Oh ye of little faith. Sen. Ron “just-asking-questions” Johnson (R-WI) is outraged that these high-and-mighty scientists think they can just go around making something that prevents deadly sickness instead of just leaving it to the Almighty.
During an interview with local radio host Vicki McKenna on Monday, RonJohn reiterated some of the same anti-vaxxer rhetoric he’s been not-so-subtly adopting for months now, but this time he brought God into the mix.
While seemingly suggesting he has no idea how asymptomatic COVID-19 cases work, the Wisconsin senator also went after the science community, questioning the basis for vaccine development and asking why experts “assume that our natural immunity is going to be awful” or “non-existent.”
“Why do we assume that the body’s natural immune system isn’t the marvel that it really is?” he asked. He then moved into more chaotic realms.

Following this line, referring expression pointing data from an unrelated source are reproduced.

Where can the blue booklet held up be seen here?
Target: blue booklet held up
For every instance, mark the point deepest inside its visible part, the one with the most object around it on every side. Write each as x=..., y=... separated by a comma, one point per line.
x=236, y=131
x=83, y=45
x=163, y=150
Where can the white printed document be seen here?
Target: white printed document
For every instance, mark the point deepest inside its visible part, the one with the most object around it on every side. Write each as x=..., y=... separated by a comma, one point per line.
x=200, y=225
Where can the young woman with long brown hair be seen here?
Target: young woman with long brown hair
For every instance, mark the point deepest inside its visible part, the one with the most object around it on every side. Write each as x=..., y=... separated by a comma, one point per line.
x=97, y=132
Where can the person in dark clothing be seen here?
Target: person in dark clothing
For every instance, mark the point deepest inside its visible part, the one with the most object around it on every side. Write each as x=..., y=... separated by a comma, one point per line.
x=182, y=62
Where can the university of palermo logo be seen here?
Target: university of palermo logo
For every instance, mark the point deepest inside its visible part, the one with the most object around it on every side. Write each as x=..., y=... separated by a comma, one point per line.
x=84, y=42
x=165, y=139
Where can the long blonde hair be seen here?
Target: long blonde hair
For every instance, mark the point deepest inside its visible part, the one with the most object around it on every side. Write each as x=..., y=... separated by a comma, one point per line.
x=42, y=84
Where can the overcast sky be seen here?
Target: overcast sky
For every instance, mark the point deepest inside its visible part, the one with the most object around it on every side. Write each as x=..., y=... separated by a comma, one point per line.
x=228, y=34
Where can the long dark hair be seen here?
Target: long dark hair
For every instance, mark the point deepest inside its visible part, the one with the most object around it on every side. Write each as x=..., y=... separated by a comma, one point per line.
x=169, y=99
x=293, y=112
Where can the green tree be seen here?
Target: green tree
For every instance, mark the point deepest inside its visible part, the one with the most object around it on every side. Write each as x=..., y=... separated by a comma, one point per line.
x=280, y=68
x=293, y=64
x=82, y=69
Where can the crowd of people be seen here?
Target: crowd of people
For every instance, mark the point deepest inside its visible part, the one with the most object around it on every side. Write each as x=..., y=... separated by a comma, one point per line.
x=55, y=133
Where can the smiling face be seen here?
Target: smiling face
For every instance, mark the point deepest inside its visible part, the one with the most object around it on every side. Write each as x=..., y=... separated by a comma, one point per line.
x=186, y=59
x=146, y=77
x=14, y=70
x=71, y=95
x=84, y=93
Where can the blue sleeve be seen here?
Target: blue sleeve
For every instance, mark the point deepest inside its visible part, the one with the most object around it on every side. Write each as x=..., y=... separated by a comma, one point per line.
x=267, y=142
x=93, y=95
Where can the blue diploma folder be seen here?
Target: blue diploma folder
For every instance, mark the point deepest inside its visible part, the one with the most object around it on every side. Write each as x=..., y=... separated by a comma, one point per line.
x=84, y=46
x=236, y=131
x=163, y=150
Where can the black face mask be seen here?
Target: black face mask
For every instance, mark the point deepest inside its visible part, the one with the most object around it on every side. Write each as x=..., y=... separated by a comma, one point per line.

“Why do we think that we can create something better than God in terms of combating disease?” the GOP senator fumed. “There are certain things we have to do, but we have made just so many assumptions and it’s all pointed toward everybody getting a vaccine.”
The problem with Johnson’s logic is obvious. It doesn’t account for people who aren’t him. COVID is, of course, a lethal virus, most threatening to the most vulnerable among us — cancer patients, the elderly, the immunocompromised, anyone with an underlying condition.
Johnson’s been spewing conspiracy theories and pseudoscience about the vaccine for some time, mostly centered around his clearly ongoing belief that he doesn’t need to get vaccinated because he already had COVID.
Earlier this year he suggested the shot wasn’t safe because it hadn’t yet been fully approved by the FDA. (That line of reasoning no longer works — it now has full approval.) He’s also firmly in the camp of folks who think the federal government’s inoculation push is all part of some master plan to control Americans’ lives, guised as a public health effort. He was one of the early voices in support of, essentially, letting the virus run rampant across the country in order to develop herd immunity — which was then considered a dangerous approach to public health when so many people were dying from the disease.